Emsal Mahkeme Kararı Ankara Bölge Adliye Mahkemesi 22. Hukuk Dairesi 2021/301 E. 2023/442 K. 30.03.2023 T.

Görüntülediğiniz mahkeme kararı henüz kesinleşmemiştir. Yararlı olması amacıyla eklenmiştir.

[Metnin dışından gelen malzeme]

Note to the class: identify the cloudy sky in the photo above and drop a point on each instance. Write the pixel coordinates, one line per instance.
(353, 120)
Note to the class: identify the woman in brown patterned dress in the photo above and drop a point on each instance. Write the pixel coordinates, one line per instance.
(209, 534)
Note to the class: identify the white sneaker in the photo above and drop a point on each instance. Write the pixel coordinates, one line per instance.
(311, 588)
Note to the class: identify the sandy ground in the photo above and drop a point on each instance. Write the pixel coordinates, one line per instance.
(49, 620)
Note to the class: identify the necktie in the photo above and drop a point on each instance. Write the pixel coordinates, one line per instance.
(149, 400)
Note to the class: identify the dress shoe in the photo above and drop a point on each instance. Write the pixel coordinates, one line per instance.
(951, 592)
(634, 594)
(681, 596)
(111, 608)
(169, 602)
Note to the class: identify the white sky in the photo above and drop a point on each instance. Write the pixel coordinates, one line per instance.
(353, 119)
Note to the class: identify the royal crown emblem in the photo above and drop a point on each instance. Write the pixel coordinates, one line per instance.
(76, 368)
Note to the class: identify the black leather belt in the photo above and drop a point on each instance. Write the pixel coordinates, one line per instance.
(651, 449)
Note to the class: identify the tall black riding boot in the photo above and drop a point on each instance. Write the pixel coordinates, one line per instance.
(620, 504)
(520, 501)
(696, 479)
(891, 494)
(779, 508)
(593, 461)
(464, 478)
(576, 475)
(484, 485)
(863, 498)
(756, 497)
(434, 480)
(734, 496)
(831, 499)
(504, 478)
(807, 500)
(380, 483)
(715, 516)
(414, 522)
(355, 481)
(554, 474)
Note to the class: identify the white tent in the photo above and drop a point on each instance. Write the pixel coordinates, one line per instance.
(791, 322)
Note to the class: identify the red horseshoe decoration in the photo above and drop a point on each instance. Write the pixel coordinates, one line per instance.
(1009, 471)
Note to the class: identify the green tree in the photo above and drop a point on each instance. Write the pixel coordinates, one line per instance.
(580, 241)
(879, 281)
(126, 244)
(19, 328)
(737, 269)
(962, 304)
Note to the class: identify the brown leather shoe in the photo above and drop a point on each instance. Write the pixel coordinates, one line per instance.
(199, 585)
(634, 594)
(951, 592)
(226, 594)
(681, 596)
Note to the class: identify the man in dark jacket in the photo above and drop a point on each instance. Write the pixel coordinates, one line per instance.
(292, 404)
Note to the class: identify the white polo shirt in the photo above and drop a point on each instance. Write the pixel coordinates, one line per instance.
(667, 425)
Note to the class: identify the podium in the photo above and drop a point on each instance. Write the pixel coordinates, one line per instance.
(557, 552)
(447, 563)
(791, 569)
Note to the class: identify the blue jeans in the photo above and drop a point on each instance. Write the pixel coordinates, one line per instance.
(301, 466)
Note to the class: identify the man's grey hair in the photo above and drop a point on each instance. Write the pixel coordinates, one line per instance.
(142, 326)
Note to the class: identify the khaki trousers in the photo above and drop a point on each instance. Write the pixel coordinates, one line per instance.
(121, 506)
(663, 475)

T.C. ANKARA BÖLGE ADLİYE MAHKEMESİ BAM 22. HUKUK DAİRESİ

T.C.
A N K A R A
B Ö L G E A D L İ Y E M A H K E M E S İ
22. H U K U K D A İ R E S İ

ESAS NO : 2021/301 ( KABUL KALDIRMA)
KARAR NO : 2023/442

T Ü R K M İ L L E T İ A D I N A
İ S T İ N A F K A R A R I

BAŞKAN : … (…)
ÜYE : … (…)
ÜYE : … (…)
KATİP : … (…)
İNCELENEN KARARIN
MAHKEMESİ : ANKARA 7. ASLİYE TİCARET MAHKEMESİ
TARİHİ : 23/10/2020
ESAS-KARAR NO : 2020/138 E 2020/431 K

DAVACI : … (T.C….)
VEKİLİ :
DAVALI : … (T.C….)
VEKİLİ
DAVANIN KONUSU : Menfi Tespit
KARAR TARİHİ : 30/03/2023
YAZILDIĞI TARİH : 18/04/2023

Taraflar arasında yukarıda bilgileri belirtilen kararın Dairemizce incelenmesi davacı vekili tarafından istenmiş, 6100 sayılı Hukuk Muhakemeleri Kanunu’nun 352. maddesi uyarınca, yapılan ön inceleme sonucu, istinaf dilekçesinin süresi içinde verildiği ve eksiklik bulunmadığı anlaşıldığından inceleme aşamasına geçilmiştir. İncelemenin dosya üzerinde yapılmasına karar verildi.
GEREĞİ GÖRÜŞÜLDÜ
İDDİANIN ÖZETİ
Davacı vekili dava dilekçesinde özetle; davalının müvekkili aleyhine senede dayalı icra takibi başlattığını, taraflar arasında ticari ilişki bulunmadığını, ispat yükünün davalı üzerinde olduğunu belirterek müvekkilinin takip ve senet nedeniyle davalıya borçlu olmadığının tespitine karar verilmesini talep ve dava etmiştir.
SAVUNMANIN ÖZETİ
Davalı vekili cevap dilekçesinde özetle; müvekkilinin taşımacılık işi ile uğraştığını, davacının birlikte hareket ettiği dava dışı kişilerin müvekkilinden çalınan yakıtın tutarlarına ilişkin zararın karşılanması ve soruşturma aşamasında uzlaşma sağlamak adına 3.kişi adına kayıtlı davacının vekil olarak satışını gerçekleştirdiği kamyonun ve dava konusu senedin davacı tarafından rızaen verildiğini savunarak davanın reddine karar verilmesini istemiştir.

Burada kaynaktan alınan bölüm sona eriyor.